Lastly, the Akida CNN2SNN hardware itself may impose restrictions regarding the maximum model size and complexity that it can handle, further constraining algorithm scalability and performance. Our findings highlight the value of applying CNNs and converting them to SNNs on the permittivity dataset to reveal limitations of current neuromorphic hardware.
Table 1 shows the model outcomes, specifically the minimum Mean Absolute Error (MAE) achieved following the training of various algorithms on the dataset over 1000 epochs.
Model performance on test data.
| Model Type | Min MAE | Min MSE | Min MAPE | R2 | Epochs |
|---|---|---|---|---|---|
| ANN | 0.8158 | 2.8870 | 1.1486 | 0.9973 | 1000 |
| CNN (2D) | 0.8559 | 1.3776 | 0.9822 | 0.9998 | 1000 |
| Quantized CNN | 1.4768 | 10.9771 | 1.8820 | 0.9962 | 1000 |
| CNN2SNN | 49.4009 | N/A | N/A | −0.6259 | N/A |
The CNN architecture performed well on the regression task while the Akida CNN2SNN exhibited significantly worsened performance due to dataset characteristics and hardware limitations. The Akida platform could only convert CNNs to SNNs and has a 4-bit precision limit for input layers, constraining convolutional analysis of permittivity data across GABA concentrations. These findings underscore the significance of thoughtfully selecting network architecture and optimization methods to attain peak performance in SNNs. Future work should explore the enhanced capabilities of the Akida 2 generation, including higher precision, programmable activations, and support for temporal and event-based neural networks, to better accommodate complex data.
Akida's FPGA-based design limits network size and scalability [13], and the absence of standardized benchmarks complicates performance evaluation. Nevertheless, it remains promising for edge and real-time applications.
To mitigate these constraints, ongoing research is actively engaged in the development of cutting-edge hardware and software tools, alongside the standardization of performance benchmarks and metrics for the evaluation of Akida-based systems. The domain of neuromorphic computing poses a substantial challenge for neophytes, necessitating an in-depth comprehension of various interconnected domains, including neuroscience, nano-electronics, and computer science. Nonetheless, with persistent research and development efforts, the Akida technology holds the potential to ascend as a preeminent neuromorphic computing paradigm, proffering more efficient solutions for real-time processing applications.

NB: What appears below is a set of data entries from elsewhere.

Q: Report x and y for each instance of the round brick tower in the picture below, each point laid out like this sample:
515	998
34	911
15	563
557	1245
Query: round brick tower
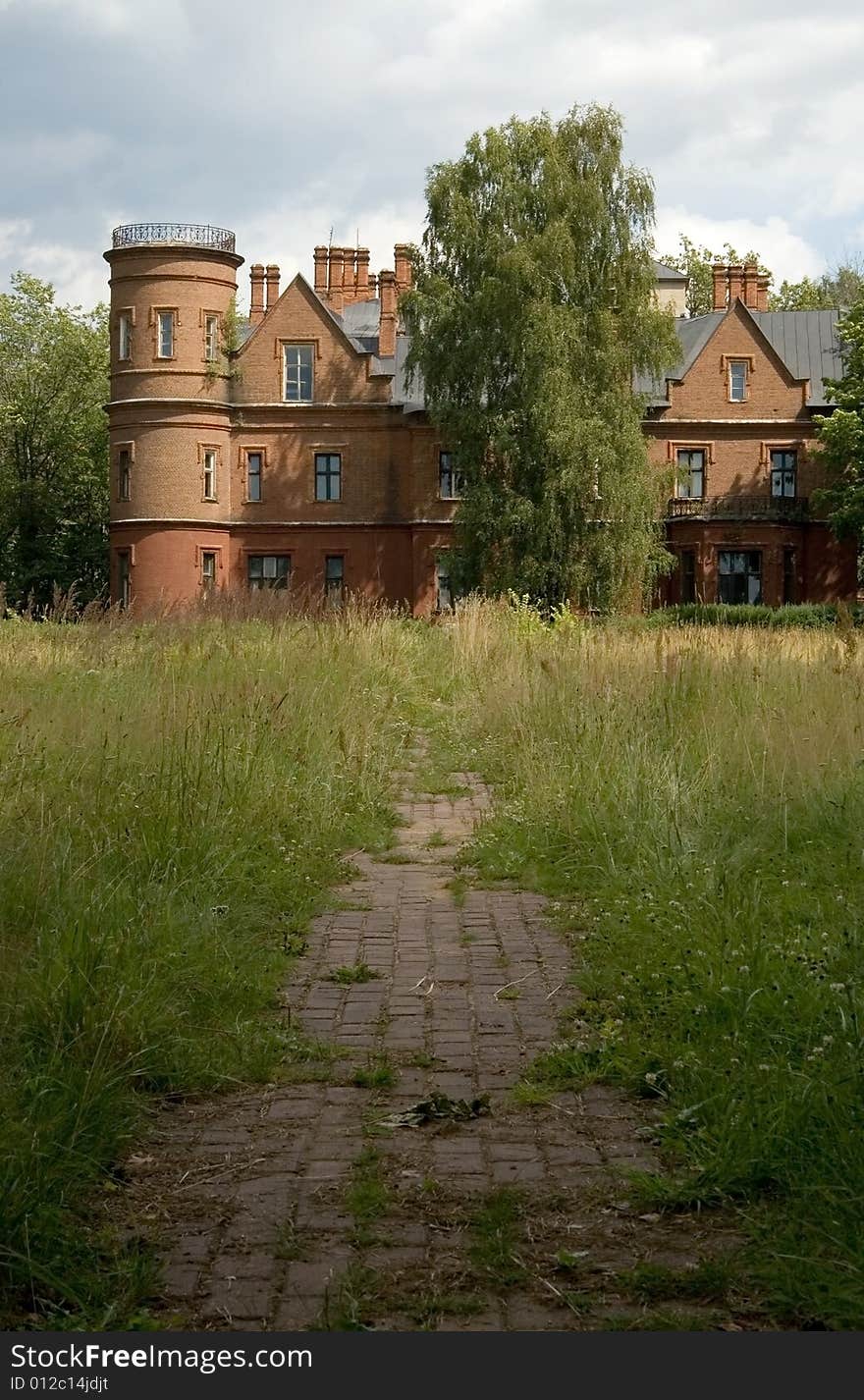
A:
173	290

Another vital avenue for future research involves the development of a resilient spike encoding mechanism, based on spike count per temporal unit, for representing permittivity data. Rate coding is a well-established information encoding method in the human brain, offering numerous advantages, especially for continuous data. This approach holds the potential to enhance model accuracy and efficiency, empowering them to process substantial volumes of physiological data in real time effectively.
Our experiment revealed that CNN architecture, optimized structurally, showed the best performance in predicting GABA concentration from permittivity data. Akida's CNN to SNN framework underperformed due to dataset characteristics and Akida's limitations. Despite challenges in applying neuromorphic computing to impedance-based sensory systems, these technologies hold promise for revolutionizing various applications, including real-time processing of extensive physiological data.